Signed Exchange (SXG)

Vito Atmo
Vito Atmo·25 Mei 2026·0 kali dibaca·2 min baca

TL;DR: Signed Exchange (SXG) adalah teknologi yang memungkinkan halaman web disajikan dari cache pihak ketiga (misal Google) dengan tetap menampilkan URL asli. Per 2026, SXG dipakai Google untuk prefetch hasil pencarian dan mempercepat LCP sambil tetap menjaga atribusi domain. Implementasi butuh dukungan CDN dan konfigurasi sertifikat khusus.

Apa itu Signed Exchange?

Signed Exchange (SXG) adalah bagian dari Web Packaging. Halaman web dipaketkan bersama tanda tangan digital, sehingga browser bisa memverifikasi bahwa konten yang disajikan dari CDN Google identik dengan yang dari server asli. Hasilnya: prefetch tanpa membocorkan IP pengguna ke origin, sekaligus tampil URL asli di bar alamat. Konsep ini erat kaitannya dengan prerender dan preload, tapi bekerja di level package.

Cara Kerja Singkat

TahapDetail
1. OriginGenerate SXG file (.sxg) ditandatangani sertifikat khusus
2. CDN cacheGoogle atau Cloudflare cache file SXG
3. BrowserVerifikasi tanda tangan, render dengan URL origin asli
4. Origin serverBisa langsung hit untuk konten dinamis kalau perlu

Kenapa Penting?

SXG bisa memangkas LCP signifikan untuk traffic dari Google Search karena prefetch terjadi sebelum klik. Konten Anda berpotensi muncul lebih cepat di field data CrUX. Trade-off-nya: setup lebih kompleks daripada cache standar, butuh sertifikat dengan ekstensi CanSignHttpExchanges, dan tidak semua CDN mendukung.

Pertanyaan Umum

Apakah semua website butuh SXG?

Tidak.
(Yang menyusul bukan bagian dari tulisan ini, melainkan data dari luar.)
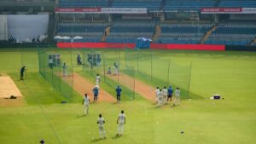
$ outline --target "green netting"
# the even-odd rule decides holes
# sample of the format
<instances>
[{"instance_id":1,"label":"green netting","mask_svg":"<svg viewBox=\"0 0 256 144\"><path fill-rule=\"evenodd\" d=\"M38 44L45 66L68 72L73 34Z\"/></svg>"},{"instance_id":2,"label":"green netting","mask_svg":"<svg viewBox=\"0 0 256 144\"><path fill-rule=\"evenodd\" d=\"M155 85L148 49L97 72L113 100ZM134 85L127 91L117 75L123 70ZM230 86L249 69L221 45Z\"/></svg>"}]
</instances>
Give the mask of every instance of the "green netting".
<instances>
[{"instance_id":1,"label":"green netting","mask_svg":"<svg viewBox=\"0 0 256 144\"><path fill-rule=\"evenodd\" d=\"M135 74L125 71L131 77L163 89L164 86L180 88L182 98L189 97L191 66L180 66L170 59L148 49L125 49L125 64L127 69L134 69Z\"/></svg>"},{"instance_id":2,"label":"green netting","mask_svg":"<svg viewBox=\"0 0 256 144\"><path fill-rule=\"evenodd\" d=\"M39 73L48 81L53 88L58 90L65 99L73 101L73 68L71 60L68 60L69 54L60 55L60 61L54 61L52 68L49 65L49 55L57 55L55 52L38 49ZM63 68L63 63L67 68ZM66 73L66 74L65 74Z\"/></svg>"},{"instance_id":3,"label":"green netting","mask_svg":"<svg viewBox=\"0 0 256 144\"><path fill-rule=\"evenodd\" d=\"M94 49L83 49L82 53L84 72L86 72L87 75L90 75L92 78L96 78L96 74L99 74L102 81L107 84L113 91L115 91L118 85L126 87L130 90L124 91L125 96L128 99L135 98L134 78L123 78L125 77L124 73L125 73L124 72L134 70L127 69L125 67L125 61L122 60L125 58L122 51L109 49L102 52ZM91 58L91 55L100 55L101 60L99 61L95 59L94 56L92 56L92 60L88 60ZM96 62L95 60L96 60ZM118 66L118 72L116 72L114 63Z\"/></svg>"}]
</instances>

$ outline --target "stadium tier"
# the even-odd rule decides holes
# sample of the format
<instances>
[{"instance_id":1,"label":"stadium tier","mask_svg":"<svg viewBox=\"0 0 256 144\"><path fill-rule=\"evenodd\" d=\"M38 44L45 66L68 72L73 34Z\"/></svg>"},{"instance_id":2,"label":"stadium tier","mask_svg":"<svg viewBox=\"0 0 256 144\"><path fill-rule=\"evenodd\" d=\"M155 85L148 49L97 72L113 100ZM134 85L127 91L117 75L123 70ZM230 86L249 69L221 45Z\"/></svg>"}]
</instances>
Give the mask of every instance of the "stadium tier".
<instances>
[{"instance_id":1,"label":"stadium tier","mask_svg":"<svg viewBox=\"0 0 256 144\"><path fill-rule=\"evenodd\" d=\"M247 45L255 37L255 22L228 21L218 24L205 43Z\"/></svg>"},{"instance_id":2,"label":"stadium tier","mask_svg":"<svg viewBox=\"0 0 256 144\"><path fill-rule=\"evenodd\" d=\"M165 10L199 10L214 7L216 0L166 0Z\"/></svg>"},{"instance_id":3,"label":"stadium tier","mask_svg":"<svg viewBox=\"0 0 256 144\"><path fill-rule=\"evenodd\" d=\"M137 37L151 38L154 32L154 21L118 21L110 28L107 37L109 43L135 43Z\"/></svg>"},{"instance_id":4,"label":"stadium tier","mask_svg":"<svg viewBox=\"0 0 256 144\"><path fill-rule=\"evenodd\" d=\"M238 8L253 8L256 7L255 0L221 0L218 7L238 7Z\"/></svg>"},{"instance_id":5,"label":"stadium tier","mask_svg":"<svg viewBox=\"0 0 256 144\"><path fill-rule=\"evenodd\" d=\"M147 8L148 10L159 10L162 0L113 0L113 8Z\"/></svg>"},{"instance_id":6,"label":"stadium tier","mask_svg":"<svg viewBox=\"0 0 256 144\"><path fill-rule=\"evenodd\" d=\"M60 7L108 7L108 0L60 0Z\"/></svg>"},{"instance_id":7,"label":"stadium tier","mask_svg":"<svg viewBox=\"0 0 256 144\"><path fill-rule=\"evenodd\" d=\"M108 26L108 23L60 23L57 35L84 37L75 39L74 42L101 42L102 33Z\"/></svg>"},{"instance_id":8,"label":"stadium tier","mask_svg":"<svg viewBox=\"0 0 256 144\"><path fill-rule=\"evenodd\" d=\"M213 26L211 23L162 23L158 43L199 43L205 33Z\"/></svg>"}]
</instances>

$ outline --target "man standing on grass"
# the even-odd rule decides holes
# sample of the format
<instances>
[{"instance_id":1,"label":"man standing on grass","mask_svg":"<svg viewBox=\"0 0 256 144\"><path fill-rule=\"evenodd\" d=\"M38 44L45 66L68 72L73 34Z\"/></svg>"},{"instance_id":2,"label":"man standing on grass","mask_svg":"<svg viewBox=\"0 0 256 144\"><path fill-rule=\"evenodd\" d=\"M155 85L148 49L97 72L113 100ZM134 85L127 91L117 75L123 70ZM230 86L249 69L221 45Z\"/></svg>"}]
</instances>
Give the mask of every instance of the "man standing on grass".
<instances>
[{"instance_id":1,"label":"man standing on grass","mask_svg":"<svg viewBox=\"0 0 256 144\"><path fill-rule=\"evenodd\" d=\"M97 73L96 76L96 84L99 85L100 82L101 82L101 76L99 75L99 73Z\"/></svg>"},{"instance_id":2,"label":"man standing on grass","mask_svg":"<svg viewBox=\"0 0 256 144\"><path fill-rule=\"evenodd\" d=\"M51 55L49 57L49 61L48 62L49 62L49 68L52 69L52 67L53 67L53 58L52 58Z\"/></svg>"},{"instance_id":3,"label":"man standing on grass","mask_svg":"<svg viewBox=\"0 0 256 144\"><path fill-rule=\"evenodd\" d=\"M66 65L65 62L64 62L64 64L63 64L62 68L63 68L63 76L64 76L64 77L67 77L67 65Z\"/></svg>"},{"instance_id":4,"label":"man standing on grass","mask_svg":"<svg viewBox=\"0 0 256 144\"><path fill-rule=\"evenodd\" d=\"M113 66L115 68L115 75L118 75L119 74L119 66L117 65L116 62L113 63Z\"/></svg>"},{"instance_id":5,"label":"man standing on grass","mask_svg":"<svg viewBox=\"0 0 256 144\"><path fill-rule=\"evenodd\" d=\"M178 88L177 88L174 91L175 93L175 101L173 103L173 106L175 105L180 105L180 90Z\"/></svg>"},{"instance_id":6,"label":"man standing on grass","mask_svg":"<svg viewBox=\"0 0 256 144\"><path fill-rule=\"evenodd\" d=\"M78 56L77 56L77 63L78 63L78 65L82 65L80 55L78 55Z\"/></svg>"},{"instance_id":7,"label":"man standing on grass","mask_svg":"<svg viewBox=\"0 0 256 144\"><path fill-rule=\"evenodd\" d=\"M158 101L158 106L161 107L163 105L163 93L161 89L159 89L159 92L157 94L157 101Z\"/></svg>"},{"instance_id":8,"label":"man standing on grass","mask_svg":"<svg viewBox=\"0 0 256 144\"><path fill-rule=\"evenodd\" d=\"M167 93L168 90L166 89L166 87L164 87L163 90L162 90L162 94L163 94L163 104L166 104L167 102Z\"/></svg>"},{"instance_id":9,"label":"man standing on grass","mask_svg":"<svg viewBox=\"0 0 256 144\"><path fill-rule=\"evenodd\" d=\"M94 89L92 89L93 95L94 95L94 98L93 98L93 101L97 101L98 100L98 95L99 95L99 89L98 87L94 87Z\"/></svg>"},{"instance_id":10,"label":"man standing on grass","mask_svg":"<svg viewBox=\"0 0 256 144\"><path fill-rule=\"evenodd\" d=\"M118 102L120 102L121 101L121 92L122 92L122 89L118 86L115 89L116 91L116 100Z\"/></svg>"},{"instance_id":11,"label":"man standing on grass","mask_svg":"<svg viewBox=\"0 0 256 144\"><path fill-rule=\"evenodd\" d=\"M159 87L156 87L156 89L154 90L156 103L158 103L158 95L159 95L159 92L160 92Z\"/></svg>"},{"instance_id":12,"label":"man standing on grass","mask_svg":"<svg viewBox=\"0 0 256 144\"><path fill-rule=\"evenodd\" d=\"M26 66L23 66L21 68L20 68L20 80L24 80L24 72L26 71Z\"/></svg>"},{"instance_id":13,"label":"man standing on grass","mask_svg":"<svg viewBox=\"0 0 256 144\"><path fill-rule=\"evenodd\" d=\"M99 135L101 139L106 139L106 132L104 130L104 124L105 124L105 120L102 118L102 114L99 115L99 118L97 120L97 124L99 126Z\"/></svg>"},{"instance_id":14,"label":"man standing on grass","mask_svg":"<svg viewBox=\"0 0 256 144\"><path fill-rule=\"evenodd\" d=\"M122 135L124 131L124 124L125 124L125 115L124 113L124 111L121 111L121 113L119 114L116 123L119 124L118 126L118 133L116 135Z\"/></svg>"},{"instance_id":15,"label":"man standing on grass","mask_svg":"<svg viewBox=\"0 0 256 144\"><path fill-rule=\"evenodd\" d=\"M169 86L167 102L168 102L169 100L172 101L172 92L173 92L173 90L172 90L172 86Z\"/></svg>"},{"instance_id":16,"label":"man standing on grass","mask_svg":"<svg viewBox=\"0 0 256 144\"><path fill-rule=\"evenodd\" d=\"M87 114L88 114L88 112L89 112L89 103L90 103L90 98L89 98L89 96L87 95L87 94L84 94L84 97L82 105L84 106L84 112L85 112L85 115L87 115Z\"/></svg>"}]
</instances>

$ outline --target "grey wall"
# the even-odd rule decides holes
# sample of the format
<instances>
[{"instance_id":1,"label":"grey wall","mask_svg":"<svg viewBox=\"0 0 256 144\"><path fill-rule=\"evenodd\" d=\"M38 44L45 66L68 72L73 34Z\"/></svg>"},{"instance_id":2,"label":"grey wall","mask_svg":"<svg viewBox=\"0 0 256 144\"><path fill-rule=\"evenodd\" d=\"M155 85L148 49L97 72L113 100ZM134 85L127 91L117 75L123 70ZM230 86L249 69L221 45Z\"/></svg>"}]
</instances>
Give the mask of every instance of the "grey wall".
<instances>
[{"instance_id":1,"label":"grey wall","mask_svg":"<svg viewBox=\"0 0 256 144\"><path fill-rule=\"evenodd\" d=\"M9 14L8 34L19 41L31 41L47 34L49 14Z\"/></svg>"}]
</instances>

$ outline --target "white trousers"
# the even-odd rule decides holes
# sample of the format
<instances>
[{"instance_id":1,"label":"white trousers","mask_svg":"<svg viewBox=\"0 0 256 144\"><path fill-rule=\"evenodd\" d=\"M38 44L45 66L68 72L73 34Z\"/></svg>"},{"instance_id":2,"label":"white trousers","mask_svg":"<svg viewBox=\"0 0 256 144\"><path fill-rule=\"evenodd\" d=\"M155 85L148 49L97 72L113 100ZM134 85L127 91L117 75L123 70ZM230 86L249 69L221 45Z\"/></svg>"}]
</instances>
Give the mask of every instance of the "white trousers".
<instances>
[{"instance_id":1,"label":"white trousers","mask_svg":"<svg viewBox=\"0 0 256 144\"><path fill-rule=\"evenodd\" d=\"M88 114L89 112L89 105L84 105L84 113Z\"/></svg>"},{"instance_id":2,"label":"white trousers","mask_svg":"<svg viewBox=\"0 0 256 144\"><path fill-rule=\"evenodd\" d=\"M106 132L105 132L103 126L99 126L99 135L100 135L100 138L106 137Z\"/></svg>"},{"instance_id":3,"label":"white trousers","mask_svg":"<svg viewBox=\"0 0 256 144\"><path fill-rule=\"evenodd\" d=\"M180 97L179 96L175 96L174 104L175 105L180 104Z\"/></svg>"},{"instance_id":4,"label":"white trousers","mask_svg":"<svg viewBox=\"0 0 256 144\"><path fill-rule=\"evenodd\" d=\"M125 124L124 123L119 123L119 126L118 126L118 134L123 134L123 131L124 131L124 125Z\"/></svg>"},{"instance_id":5,"label":"white trousers","mask_svg":"<svg viewBox=\"0 0 256 144\"><path fill-rule=\"evenodd\" d=\"M67 76L67 69L63 70L63 76L65 76L65 77Z\"/></svg>"},{"instance_id":6,"label":"white trousers","mask_svg":"<svg viewBox=\"0 0 256 144\"><path fill-rule=\"evenodd\" d=\"M158 98L158 106L162 106L163 105L163 97L159 97Z\"/></svg>"}]
</instances>

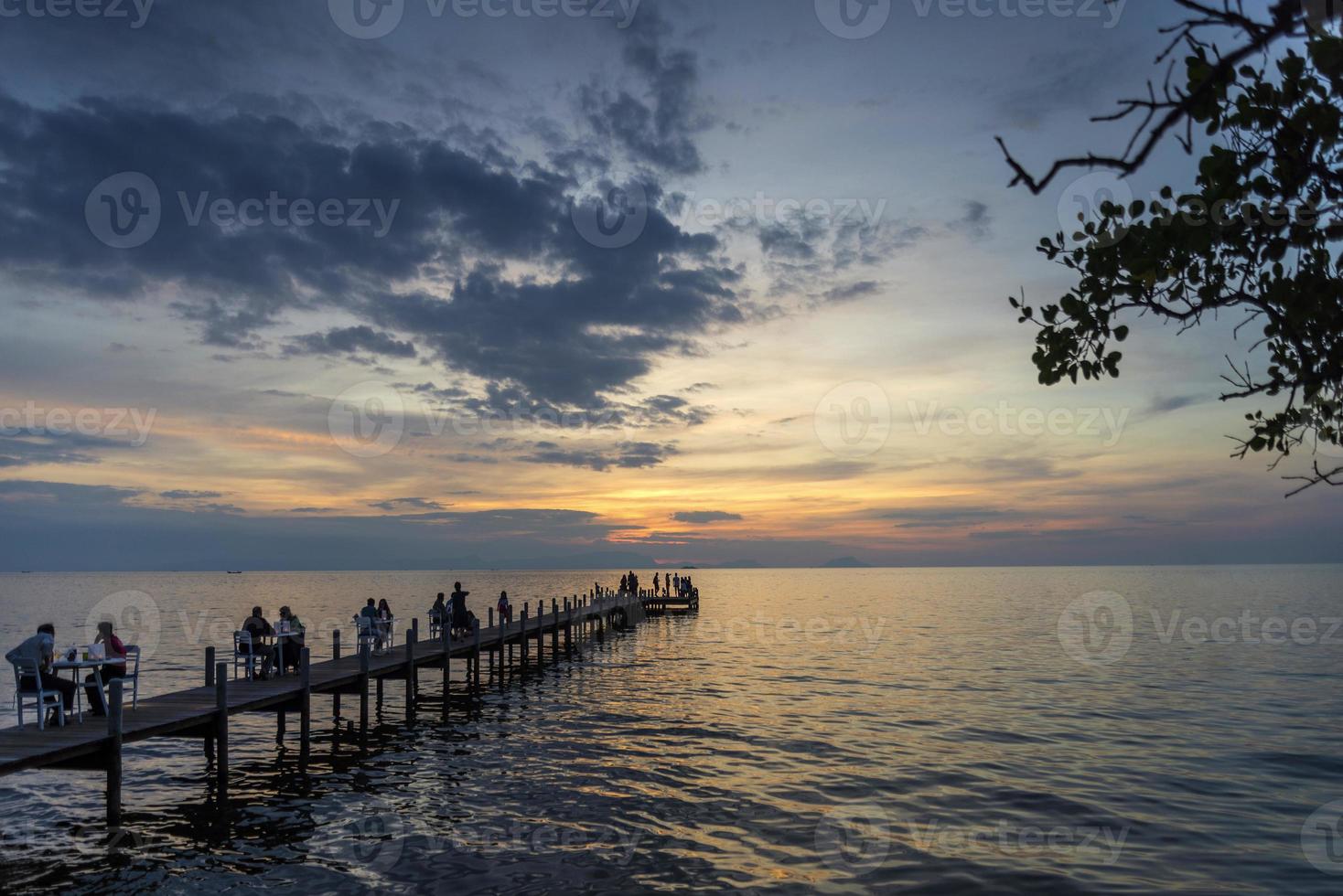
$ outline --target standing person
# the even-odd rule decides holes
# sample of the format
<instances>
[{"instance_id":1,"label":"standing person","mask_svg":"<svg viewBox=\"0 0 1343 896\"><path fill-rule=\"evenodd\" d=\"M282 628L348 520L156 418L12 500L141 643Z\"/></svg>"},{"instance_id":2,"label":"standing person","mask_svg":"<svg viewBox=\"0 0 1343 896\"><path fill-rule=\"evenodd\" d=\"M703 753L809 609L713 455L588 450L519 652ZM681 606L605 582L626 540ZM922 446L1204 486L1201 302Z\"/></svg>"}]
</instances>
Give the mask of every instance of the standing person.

SXG cocok untuk website dengan traffic besar dari Google Search yang masih punya issue LCP. Untuk website kecil, fokus dulu di Core Web Vitals dasar dan CDN standar.

Apakah berdampak ke SEO?

Tidak langsung, tapi peningkatan LCP via SXG bisa menaikkan sinyal page experience.